Sources familiar with the fund-flow statistics generated by AMG Data Services Inc. said that $123 million more came into those weekly reporting-only domestic funds than left them during the week ended Wednesday, Oct. 25.

That inflow was in contrast to the $450 million outflow reported last Thursday by the Arcata, Calif.-based unit of Thomson Reuters Corp.’s Lipper analytics division for the seven-day period ended Oct. 18.

That outflow had snapped a four-week winning streak in which a net total of $2.91 billion had come into the funds – a $967 million inflow for the week ended Oct. 11 and inflows of $646 million during the week ended Oct. 4, $433 million for the week ended Sept. 27 and $866 million in the week ended Sept. 20.

Those four inflows had followed a $96 million net outflow during the week ended Sept. 13.

Year-to-date outflow narrows

According to a Prospect News analysis of the data, this week’s inflow was the 22nd so far this year, versus 21 outflows during that time.

It was the sixth cash gain in the last 10 weeks, dating back to the week ended Aug. 23, versus four cash losses during that time.

This week’s inflow cut the estimated year-to-date net outflow number to $6.99 billion from last week’s $7.11 billion.

Those cumulative outflow totals remain below the $9.82 billion of red ink seen during the Aug. 30 week, the widest year-to-date net outflow figure.

That Aug. 30 week’s year-to-date figure also represented the biggest cumulative net outflow number the junk funds had seen in recent memory, surpassing the $9.75 billion year-to-date deficit recorded the week ended Aug. 6, 2014, the previous wide mark.

Cumulative fund-flow estimates may be revised upward or downward or they may be rounded off and could include unannounced revisions and adjustments to figures from prior weeks.

EPFR sees gains continuing

Another fund-tracking service, Cambridge, Mass.-based EPFR Global, meanwhile saw its sixth consecutive net cash gain this week, with $170 million more coming into the junk funds than exiting them, according to a market source.

That followed what the source described as a “tiny” net inflow last week.
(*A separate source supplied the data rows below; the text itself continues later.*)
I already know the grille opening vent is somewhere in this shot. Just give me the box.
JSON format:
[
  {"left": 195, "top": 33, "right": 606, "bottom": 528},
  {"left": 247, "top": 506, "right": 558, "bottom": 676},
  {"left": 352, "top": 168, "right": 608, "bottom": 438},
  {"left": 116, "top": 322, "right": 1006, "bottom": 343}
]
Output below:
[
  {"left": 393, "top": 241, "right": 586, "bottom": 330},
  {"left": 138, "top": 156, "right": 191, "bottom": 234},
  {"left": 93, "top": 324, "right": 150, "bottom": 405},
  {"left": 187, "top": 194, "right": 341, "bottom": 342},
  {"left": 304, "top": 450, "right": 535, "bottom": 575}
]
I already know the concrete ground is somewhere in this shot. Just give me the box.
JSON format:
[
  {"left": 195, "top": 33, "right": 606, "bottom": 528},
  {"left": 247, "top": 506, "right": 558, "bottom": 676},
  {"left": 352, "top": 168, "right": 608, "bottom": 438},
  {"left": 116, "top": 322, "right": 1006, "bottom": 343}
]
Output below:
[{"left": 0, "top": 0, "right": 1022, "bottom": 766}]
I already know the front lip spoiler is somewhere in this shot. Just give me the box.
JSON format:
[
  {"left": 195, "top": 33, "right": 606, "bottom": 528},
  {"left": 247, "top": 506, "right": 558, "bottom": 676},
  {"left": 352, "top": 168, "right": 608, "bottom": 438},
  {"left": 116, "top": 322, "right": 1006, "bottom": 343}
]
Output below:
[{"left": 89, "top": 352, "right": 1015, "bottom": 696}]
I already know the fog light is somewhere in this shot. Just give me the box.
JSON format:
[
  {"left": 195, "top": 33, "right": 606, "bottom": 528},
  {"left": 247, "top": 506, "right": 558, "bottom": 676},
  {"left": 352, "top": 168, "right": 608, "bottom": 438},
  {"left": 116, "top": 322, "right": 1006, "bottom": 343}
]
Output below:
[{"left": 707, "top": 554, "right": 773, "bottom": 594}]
Before that, the source said, EPFR had recorded an inflow just north of $800 million during the Oct. 11 week, as well as inflows of $1.22 billion in the Oct. 4 week, of $1.38 billion in the Sept. 27 week and $243 million in the Sept. 20 week.

EPFR last saw an outflow during the Sept. 13 week, when it said the funds it tracks lost $711 million.

EPFR’s methodology differs from Lipper’s, as its fund universe includes many mutual funds and ETFs domiciled outside the United States, such as strictly European junk funds and broader global funds, versus Lipper’s solely domestic orientation.

The two services’ overall respective weekly results usually point pretty much in the same general direction in terms of a given week having an inflow or an outflow; sometimes their numbers track fairly closely, as happened to be the case this week, while other times, they may differ widely, such as during the Oct. 4 week, when EPFR’s reported inflow ($1.22 billion) was about twice the $646 million inflow that Lipper had seen.

And occasionally, the two companies’ numbers may even diverge completely, as happened last week, with EPFR recording a small inflow and Lipper seeing an outflow, as noted.

Taking those differences into account, EPFR has now seen 25 inflows so far this year and 18 outflows, versus Lipper, which, as noted, has seen 22 cash gains and 21 cash losses.

IG corporates continue rebound

Looking at fund flows for other asset classes during the week, investment-grade corporate funds posted their sixth consecutive weekly gain following a rare two straight weekly losses.

The Lipper calculations indicated that the funds saw a net inflow of $3.26 billion during the reporting week ended Wednesday, on the heels of a $3.39 billion upturn seen last week.

The inflows seen over the past six weeks had followed net outflows of $25 million during week ended Sept. 13 and $43 million during the week ended Sept. 6, which had been the first loss of the year after 35 straight net inflows this year before that and 37 inflows overall dating back to the week ended Dec. 21, 2016, according to a Prospect News analysis of the data.

This week’s inflow raised the year-to-date net inflow figure to $104.12 billion from last week’s $100.86 billion, establishing a fifth consecutive new 2017 cumulative peak level.